Religious restrictions have increased in the United States


NASHVILLE, Tenn. — Religious restrictions have increased in the United States and 15 other countries, according to a new study by the Pew Research Center's Forum on Religious & Public Life.

The study, based on 2009-10 data, judged countries based on a Government Restrictions Index and a Social Hostilities Index, the Pew Center reported.

One a scale of zero to 10, with 10 indicating the most restrictive, the United States ranked 3.4 on the social scale and 2.7 on the government scale, compared to 2 and 1.6 on the respective scales in the previous study released in 2011. While the new study judges a one-year period, the 2011 study graded a two-year period.

The scores put the United States in the moderate ranking in both the social and government categories, according to Pew.

Brian Grim, a researcher in the study, said the results for the United States were unexpected.

"These were surprising findings because the U.S. (and Switzerland) are not countries where we've typically seen these levels of hostilities," Grim said, according to CNN.

The study's timeframe doesn't take into account recent events that would have given the United States a poorer score, including a "number of reports involving people who were prevented from wearing religious attire, like beards, in the judicial settings and prison," Grim said.

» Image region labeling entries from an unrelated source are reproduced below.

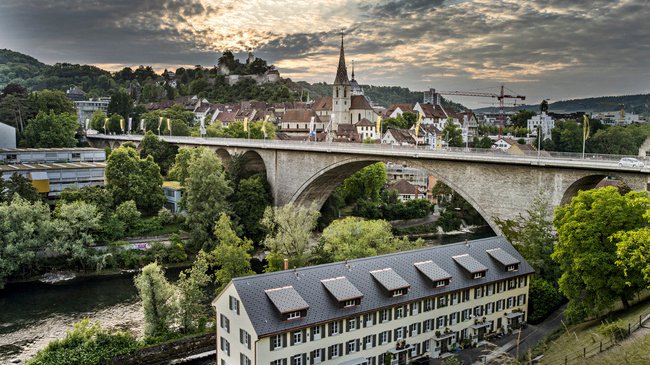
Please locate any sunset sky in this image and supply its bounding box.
[0,0,650,107]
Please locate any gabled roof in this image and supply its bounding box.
[225,236,533,337]
[413,260,451,284]
[452,254,487,274]
[487,248,520,266]
[370,267,411,291]
[264,285,309,314]
[320,276,363,302]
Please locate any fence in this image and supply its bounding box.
[541,312,650,365]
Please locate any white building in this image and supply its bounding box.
[212,237,533,365]
[74,98,111,127]
[527,112,555,140]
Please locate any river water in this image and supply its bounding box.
[0,228,494,364]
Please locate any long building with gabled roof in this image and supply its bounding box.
[212,236,533,365]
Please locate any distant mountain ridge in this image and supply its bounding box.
[474,94,650,114]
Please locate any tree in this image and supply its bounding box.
[442,120,463,147]
[0,195,51,288]
[133,262,176,337]
[0,174,41,203]
[211,213,255,293]
[30,90,76,114]
[551,187,650,320]
[613,206,650,287]
[108,89,137,120]
[337,162,386,204]
[232,175,272,242]
[176,250,211,333]
[106,146,165,214]
[262,203,320,271]
[49,201,102,269]
[22,111,79,148]
[140,131,178,175]
[182,149,232,247]
[321,217,424,261]
[167,147,207,185]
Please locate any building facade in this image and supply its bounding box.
[212,237,533,365]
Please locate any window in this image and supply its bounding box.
[239,329,251,350]
[220,314,230,333]
[395,307,404,319]
[291,331,302,345]
[239,354,251,365]
[221,337,230,356]
[271,335,284,350]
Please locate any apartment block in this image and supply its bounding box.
[212,237,533,365]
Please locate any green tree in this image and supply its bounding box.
[551,187,650,320]
[106,146,165,214]
[140,131,178,175]
[232,175,272,242]
[133,262,177,337]
[321,217,424,261]
[0,195,52,288]
[182,149,232,246]
[262,203,320,271]
[337,162,386,204]
[211,213,255,293]
[0,174,41,203]
[442,118,463,147]
[108,89,133,120]
[176,250,211,333]
[167,147,207,185]
[22,111,79,148]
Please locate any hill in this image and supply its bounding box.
[475,94,650,114]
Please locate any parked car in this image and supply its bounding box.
[618,157,644,167]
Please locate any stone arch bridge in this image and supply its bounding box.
[88,135,650,234]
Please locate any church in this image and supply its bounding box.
[313,35,378,131]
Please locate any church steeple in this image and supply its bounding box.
[334,32,354,85]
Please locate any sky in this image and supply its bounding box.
[0,0,650,108]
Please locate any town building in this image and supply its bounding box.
[526,112,555,140]
[0,123,16,148]
[74,98,111,129]
[212,236,533,365]
[0,148,106,199]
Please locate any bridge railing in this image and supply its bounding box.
[89,134,650,164]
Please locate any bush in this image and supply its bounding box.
[598,321,628,342]
[158,208,174,226]
[528,278,564,324]
[26,319,141,365]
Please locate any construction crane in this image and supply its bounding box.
[431,85,526,136]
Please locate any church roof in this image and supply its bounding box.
[334,34,350,85]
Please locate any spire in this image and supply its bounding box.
[334,32,350,85]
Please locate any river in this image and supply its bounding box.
[0,228,494,364]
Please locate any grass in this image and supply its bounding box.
[542,291,650,365]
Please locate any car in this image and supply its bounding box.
[618,157,645,167]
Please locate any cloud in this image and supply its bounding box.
[0,0,650,105]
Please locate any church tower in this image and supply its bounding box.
[332,33,352,130]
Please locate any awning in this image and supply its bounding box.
[339,357,368,365]
[472,321,492,330]
[506,312,524,319]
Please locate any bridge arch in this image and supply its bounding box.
[290,158,501,234]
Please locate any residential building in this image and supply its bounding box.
[212,237,533,365]
[526,112,555,140]
[0,123,16,149]
[162,181,183,213]
[0,148,106,198]
[74,98,111,129]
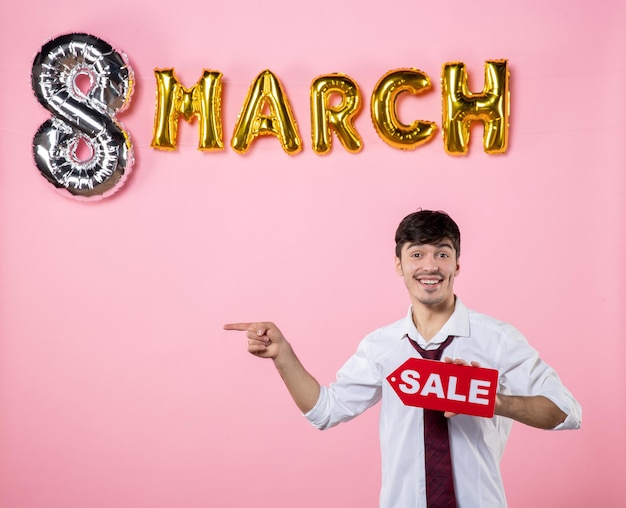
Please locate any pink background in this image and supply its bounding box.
[0,0,626,508]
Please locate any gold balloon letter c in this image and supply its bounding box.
[371,69,437,150]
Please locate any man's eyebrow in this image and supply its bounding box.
[407,240,454,250]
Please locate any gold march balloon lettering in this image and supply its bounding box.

In judging the countries, Pew Forum researchers reportedly combed through 19 respected public sources of information, including reports by the U.S. State Department, the U.S. Commission on International Religious Freedom, the U.N. Special Rapporteur on Freedom of Religion or Belief, the Council of the European Union, the United Kingdom's Foreign & Commonwealth Office, Human Rights Watch, the International Crisis Group, Freedom House and Amnesty International.

Other countries that have seen an increase in religious hostilities and restrictions, among the 197 Pew studied, are Angola, Brunei, Chad, Germany, Greece, Guinea, Japan, Kenya, Lebanon, Liberia, Republic of Macedonia, Sri Lanka, Tanzania, Ukraine and the United Kingdom.

None of the countries in the study earned a zero, the best score possible.